Mamba-3

(together.ai)

109 points | by matt_d 3 days ago

2 comments

  • nl 3 hours ago
    I'm looking forward to comparing this to Inception 2 (the text diffusion model) which in my experience is very fast and reasonably high quality.
    • PhilippGille 26 minutes ago
      You mean Mercury 2, by Inception: https://openrouter.ai/inception/mercury-2
    • jychang 1 hour ago
      That's completely different. That's like saying you want to compare the Nvidia 5090 GPU to the latest Call of Duty.
    • cubefox 2 hours ago
      Mamba-3 is an architecture while diffusion is, I believe, a type of objective. So these are not mutually exclusive and therefore not comparable.
  • robofanatic 3 hours ago
    > Mamba-3 is a new state space model (SSM) designed with inference efficiency as the primary goal — a departure from Mamba-2, which optimized for training speed. The key upgrades are a more expressive recurrence formula, complex-valued state tracking, and a MIMO (multi-input, multi-output) variant that boosts accuracy without slowing down decoding.

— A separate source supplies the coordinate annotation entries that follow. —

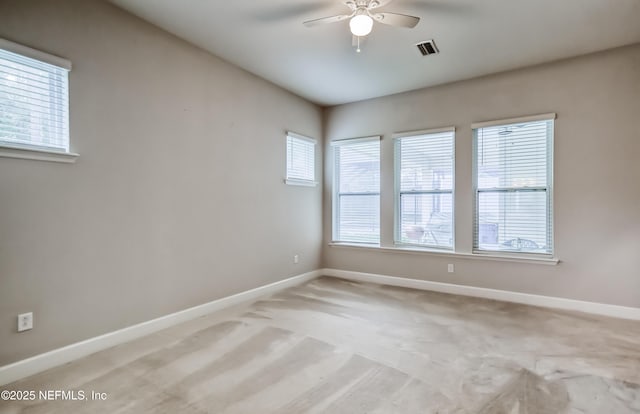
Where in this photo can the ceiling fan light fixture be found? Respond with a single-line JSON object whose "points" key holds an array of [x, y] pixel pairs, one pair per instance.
{"points": [[361, 25]]}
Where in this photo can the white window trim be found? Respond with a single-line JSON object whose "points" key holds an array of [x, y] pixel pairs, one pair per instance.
{"points": [[396, 179], [33, 152], [296, 181], [334, 187], [519, 258], [510, 121], [513, 256], [35, 54]]}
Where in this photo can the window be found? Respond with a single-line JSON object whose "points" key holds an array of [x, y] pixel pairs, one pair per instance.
{"points": [[356, 209], [34, 108], [301, 160], [513, 182], [424, 188]]}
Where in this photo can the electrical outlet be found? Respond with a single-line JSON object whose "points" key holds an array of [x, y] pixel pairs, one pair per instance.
{"points": [[25, 321]]}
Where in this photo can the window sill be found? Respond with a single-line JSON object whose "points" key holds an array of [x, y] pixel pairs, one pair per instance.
{"points": [[552, 261], [8, 151], [302, 183]]}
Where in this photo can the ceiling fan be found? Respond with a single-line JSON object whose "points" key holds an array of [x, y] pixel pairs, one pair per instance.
{"points": [[363, 14]]}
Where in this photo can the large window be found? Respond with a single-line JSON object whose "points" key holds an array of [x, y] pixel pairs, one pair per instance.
{"points": [[301, 160], [34, 108], [356, 209], [424, 188], [513, 178]]}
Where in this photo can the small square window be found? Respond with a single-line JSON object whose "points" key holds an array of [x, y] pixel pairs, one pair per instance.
{"points": [[34, 99], [301, 157]]}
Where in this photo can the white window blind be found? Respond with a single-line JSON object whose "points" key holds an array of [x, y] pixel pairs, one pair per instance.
{"points": [[356, 207], [301, 156], [513, 179], [424, 182], [34, 108]]}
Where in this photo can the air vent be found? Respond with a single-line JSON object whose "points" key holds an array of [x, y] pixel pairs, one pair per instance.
{"points": [[428, 47]]}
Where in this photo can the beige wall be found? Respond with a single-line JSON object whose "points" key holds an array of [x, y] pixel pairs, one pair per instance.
{"points": [[177, 198], [597, 175]]}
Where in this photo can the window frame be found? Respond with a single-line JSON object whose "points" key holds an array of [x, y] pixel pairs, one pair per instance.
{"points": [[298, 181], [550, 224], [335, 191], [397, 219], [42, 152]]}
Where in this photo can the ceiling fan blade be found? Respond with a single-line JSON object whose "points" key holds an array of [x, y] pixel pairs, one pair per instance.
{"points": [[354, 40], [324, 20], [378, 3], [395, 19]]}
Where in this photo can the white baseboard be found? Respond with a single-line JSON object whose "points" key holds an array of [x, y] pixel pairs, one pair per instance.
{"points": [[503, 295], [22, 369]]}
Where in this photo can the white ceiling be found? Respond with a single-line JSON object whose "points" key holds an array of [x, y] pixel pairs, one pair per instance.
{"points": [[475, 37]]}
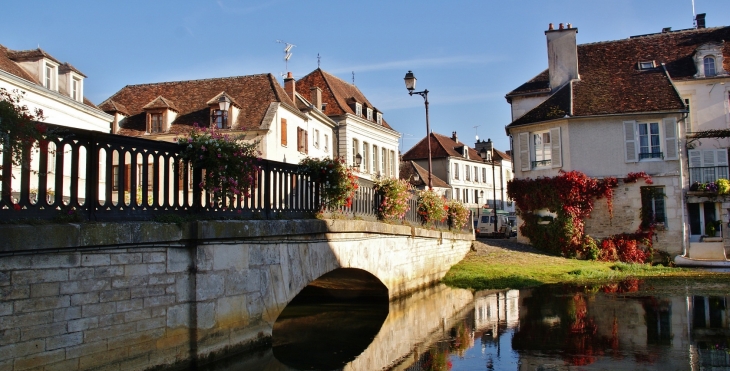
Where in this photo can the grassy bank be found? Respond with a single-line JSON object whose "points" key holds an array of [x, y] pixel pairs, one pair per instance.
{"points": [[502, 265]]}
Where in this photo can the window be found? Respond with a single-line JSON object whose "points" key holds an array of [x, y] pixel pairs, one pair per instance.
{"points": [[302, 140], [652, 205], [709, 62], [155, 122], [375, 159], [283, 132], [542, 153], [76, 89], [649, 144]]}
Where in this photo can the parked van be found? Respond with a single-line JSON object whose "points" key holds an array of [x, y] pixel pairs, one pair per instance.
{"points": [[485, 226]]}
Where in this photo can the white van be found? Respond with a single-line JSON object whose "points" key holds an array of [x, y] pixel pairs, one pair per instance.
{"points": [[485, 226]]}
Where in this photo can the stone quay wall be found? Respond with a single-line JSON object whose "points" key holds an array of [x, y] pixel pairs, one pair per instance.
{"points": [[132, 296]]}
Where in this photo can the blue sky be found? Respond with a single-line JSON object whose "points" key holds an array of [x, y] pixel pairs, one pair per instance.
{"points": [[468, 54]]}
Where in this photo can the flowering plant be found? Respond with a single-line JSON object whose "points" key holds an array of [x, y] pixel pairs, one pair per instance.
{"points": [[336, 180], [18, 127], [395, 194], [458, 214], [431, 207], [230, 164]]}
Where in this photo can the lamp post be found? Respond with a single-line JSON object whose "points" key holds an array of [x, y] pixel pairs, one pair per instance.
{"points": [[224, 103], [487, 154], [410, 80]]}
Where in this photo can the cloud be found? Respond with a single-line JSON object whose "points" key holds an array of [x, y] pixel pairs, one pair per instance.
{"points": [[415, 63]]}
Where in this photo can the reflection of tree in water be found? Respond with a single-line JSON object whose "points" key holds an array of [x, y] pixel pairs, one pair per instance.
{"points": [[557, 321]]}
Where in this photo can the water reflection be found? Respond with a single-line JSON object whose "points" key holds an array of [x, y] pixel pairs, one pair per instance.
{"points": [[623, 326]]}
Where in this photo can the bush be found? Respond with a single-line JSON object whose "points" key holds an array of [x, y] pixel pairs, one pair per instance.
{"points": [[230, 164], [338, 184], [395, 194], [458, 215], [431, 207]]}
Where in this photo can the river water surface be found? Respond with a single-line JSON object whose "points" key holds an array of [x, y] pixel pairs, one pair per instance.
{"points": [[631, 325]]}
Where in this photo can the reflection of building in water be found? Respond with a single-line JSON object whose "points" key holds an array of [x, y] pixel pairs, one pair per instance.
{"points": [[496, 311], [709, 332]]}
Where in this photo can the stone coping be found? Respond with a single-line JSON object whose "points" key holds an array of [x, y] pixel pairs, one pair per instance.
{"points": [[28, 238]]}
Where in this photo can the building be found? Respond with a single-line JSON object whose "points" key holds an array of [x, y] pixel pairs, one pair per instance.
{"points": [[471, 180], [361, 128], [612, 108]]}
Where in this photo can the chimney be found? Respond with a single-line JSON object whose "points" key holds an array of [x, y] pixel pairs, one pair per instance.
{"points": [[289, 85], [700, 20], [562, 55], [316, 97]]}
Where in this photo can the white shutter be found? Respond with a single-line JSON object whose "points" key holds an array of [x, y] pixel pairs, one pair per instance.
{"points": [[630, 141], [670, 139], [524, 146], [695, 158], [721, 157], [555, 150]]}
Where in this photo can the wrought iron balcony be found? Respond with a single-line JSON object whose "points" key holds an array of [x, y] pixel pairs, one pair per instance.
{"points": [[707, 174], [647, 155]]}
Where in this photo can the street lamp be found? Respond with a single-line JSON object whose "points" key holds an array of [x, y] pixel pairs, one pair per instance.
{"points": [[224, 103], [410, 80], [487, 154]]}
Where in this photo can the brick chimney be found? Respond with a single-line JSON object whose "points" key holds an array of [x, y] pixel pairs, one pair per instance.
{"points": [[316, 97], [289, 85], [562, 55]]}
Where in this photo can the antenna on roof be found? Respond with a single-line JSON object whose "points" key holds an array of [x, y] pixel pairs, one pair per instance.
{"points": [[287, 51]]}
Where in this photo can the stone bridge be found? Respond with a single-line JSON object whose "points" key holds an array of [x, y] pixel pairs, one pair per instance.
{"points": [[132, 296]]}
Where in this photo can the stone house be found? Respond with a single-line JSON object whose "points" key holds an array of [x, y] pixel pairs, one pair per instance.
{"points": [[361, 128], [627, 106], [470, 179]]}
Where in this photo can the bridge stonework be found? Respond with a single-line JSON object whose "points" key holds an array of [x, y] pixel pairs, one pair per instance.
{"points": [[132, 296]]}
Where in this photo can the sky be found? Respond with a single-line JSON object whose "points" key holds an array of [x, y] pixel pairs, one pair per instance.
{"points": [[468, 54]]}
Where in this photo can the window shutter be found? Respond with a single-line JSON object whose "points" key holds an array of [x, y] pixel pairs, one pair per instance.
{"points": [[670, 139], [523, 144], [555, 150], [695, 158], [630, 141], [283, 132]]}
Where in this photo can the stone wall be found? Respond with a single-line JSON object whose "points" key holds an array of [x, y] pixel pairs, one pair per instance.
{"points": [[130, 296]]}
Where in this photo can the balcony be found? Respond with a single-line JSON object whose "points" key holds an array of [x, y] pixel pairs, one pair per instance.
{"points": [[707, 174]]}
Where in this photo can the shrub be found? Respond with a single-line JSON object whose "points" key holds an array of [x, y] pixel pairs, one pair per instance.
{"points": [[458, 215], [337, 183], [431, 207], [395, 194], [231, 165]]}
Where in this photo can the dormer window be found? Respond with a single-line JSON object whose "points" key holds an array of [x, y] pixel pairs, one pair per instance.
{"points": [[647, 65], [709, 64]]}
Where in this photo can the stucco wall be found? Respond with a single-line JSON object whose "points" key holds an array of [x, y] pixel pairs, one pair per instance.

    Why can’t they simply say -

    Mamba-3 focuses on being faster and more efficient when making predictions, rather than just being fast to train like Mamba-2.

    • esquire_900 3 hours ago
      This is sort of what their first sentence states? Except your line implies that they are fast in training and inference, they imply they are focusing on inference and are dropping training speed for it.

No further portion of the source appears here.